Illustration based on osteobiography generated through analyses of remains excavated at cemetery of Cambridge hospital which offered what was, in essence, a medieval social benefit system Source: Mark Gridley / After the Plague

Cemetery Reveals Medieval Equivalent of Social Benefits System

Print

Archaeologists from several universities in England teamed up to analyze the skeletal remains of more than 400 individuals who were buried in a medieval cemetery that belonged to St. John the Evangelist Hospital in Cambridge. Their comprehensive study of the bones of these unfortunate souls has provided detailed information about the users of what was, in essence, a medieval social benefit system which functioned over hundreds of years.

Constructed and opened for business by its church in 1195, St.

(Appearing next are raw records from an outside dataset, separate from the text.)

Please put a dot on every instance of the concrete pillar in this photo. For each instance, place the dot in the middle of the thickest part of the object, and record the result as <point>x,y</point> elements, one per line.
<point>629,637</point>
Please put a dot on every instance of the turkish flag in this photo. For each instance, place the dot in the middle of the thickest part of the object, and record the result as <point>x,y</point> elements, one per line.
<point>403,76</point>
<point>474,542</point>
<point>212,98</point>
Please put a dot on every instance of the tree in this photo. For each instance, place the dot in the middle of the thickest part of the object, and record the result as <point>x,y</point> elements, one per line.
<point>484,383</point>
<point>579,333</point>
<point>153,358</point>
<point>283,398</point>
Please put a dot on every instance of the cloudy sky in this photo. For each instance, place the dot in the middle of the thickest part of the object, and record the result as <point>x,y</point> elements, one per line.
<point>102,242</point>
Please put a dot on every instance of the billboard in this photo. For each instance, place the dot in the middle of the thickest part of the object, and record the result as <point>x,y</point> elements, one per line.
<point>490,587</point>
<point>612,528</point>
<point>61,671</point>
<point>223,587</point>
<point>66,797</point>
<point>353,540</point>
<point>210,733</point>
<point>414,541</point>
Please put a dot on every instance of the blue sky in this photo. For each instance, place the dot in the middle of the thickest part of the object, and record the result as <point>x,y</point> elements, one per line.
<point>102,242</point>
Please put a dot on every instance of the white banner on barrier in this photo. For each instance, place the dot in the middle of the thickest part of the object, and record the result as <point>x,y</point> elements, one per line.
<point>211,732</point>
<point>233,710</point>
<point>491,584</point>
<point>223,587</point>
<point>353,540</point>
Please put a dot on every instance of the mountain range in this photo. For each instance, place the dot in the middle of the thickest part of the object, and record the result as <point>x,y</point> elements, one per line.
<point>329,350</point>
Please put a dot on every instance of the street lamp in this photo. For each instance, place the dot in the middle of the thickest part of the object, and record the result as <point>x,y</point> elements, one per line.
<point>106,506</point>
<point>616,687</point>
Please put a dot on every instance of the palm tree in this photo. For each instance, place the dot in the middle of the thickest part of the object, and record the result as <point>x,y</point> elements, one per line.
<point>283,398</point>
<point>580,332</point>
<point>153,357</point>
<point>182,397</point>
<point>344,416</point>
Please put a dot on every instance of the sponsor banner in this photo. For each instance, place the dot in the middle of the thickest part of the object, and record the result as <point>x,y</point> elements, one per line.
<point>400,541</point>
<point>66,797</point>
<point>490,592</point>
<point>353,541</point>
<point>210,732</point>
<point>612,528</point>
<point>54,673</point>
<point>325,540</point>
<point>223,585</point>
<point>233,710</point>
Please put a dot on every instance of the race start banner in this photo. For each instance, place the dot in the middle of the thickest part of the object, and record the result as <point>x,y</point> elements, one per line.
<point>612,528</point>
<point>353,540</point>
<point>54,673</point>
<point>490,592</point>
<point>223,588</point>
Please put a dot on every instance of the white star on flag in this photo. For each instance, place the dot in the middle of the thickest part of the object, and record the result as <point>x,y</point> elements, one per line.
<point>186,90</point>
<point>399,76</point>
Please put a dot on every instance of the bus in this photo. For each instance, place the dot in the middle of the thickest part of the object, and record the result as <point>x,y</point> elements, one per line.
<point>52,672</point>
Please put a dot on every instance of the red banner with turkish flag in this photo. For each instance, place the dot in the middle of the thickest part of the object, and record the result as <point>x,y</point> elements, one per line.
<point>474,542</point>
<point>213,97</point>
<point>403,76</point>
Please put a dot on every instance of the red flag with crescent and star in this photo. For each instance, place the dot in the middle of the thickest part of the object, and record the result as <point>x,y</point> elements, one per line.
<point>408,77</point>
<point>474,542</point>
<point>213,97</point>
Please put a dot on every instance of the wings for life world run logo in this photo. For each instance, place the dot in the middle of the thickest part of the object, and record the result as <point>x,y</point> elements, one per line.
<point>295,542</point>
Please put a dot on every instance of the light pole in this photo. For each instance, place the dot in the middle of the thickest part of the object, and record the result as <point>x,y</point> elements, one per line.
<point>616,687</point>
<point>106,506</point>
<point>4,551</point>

John the Evangelist Hospital was tasked with the mission of providing housing and medical services to the “poor and infirm.” The deceased interred at the cemetery came from a diverse set of backgrounds, united only by their eternal connection to the ruins of the 800-year-old charitable institution.

The hospital or shelter itself was relatively small in size, only housing about a dozen or so inmates (plus several clerics and lay servants) at any one time. But the institution remained open for a long time, until it was finally replaced by medical and residential facilities built at St. John’s College in 1511.

In total more than 400 people lived, died and were buried at St. John the Evangelist, and the collective skeletal remains of all these individuals tell a fascinating story about what life was really like for the destitute who used the services of this medieval benefit system which existed during the Late Middle Ages.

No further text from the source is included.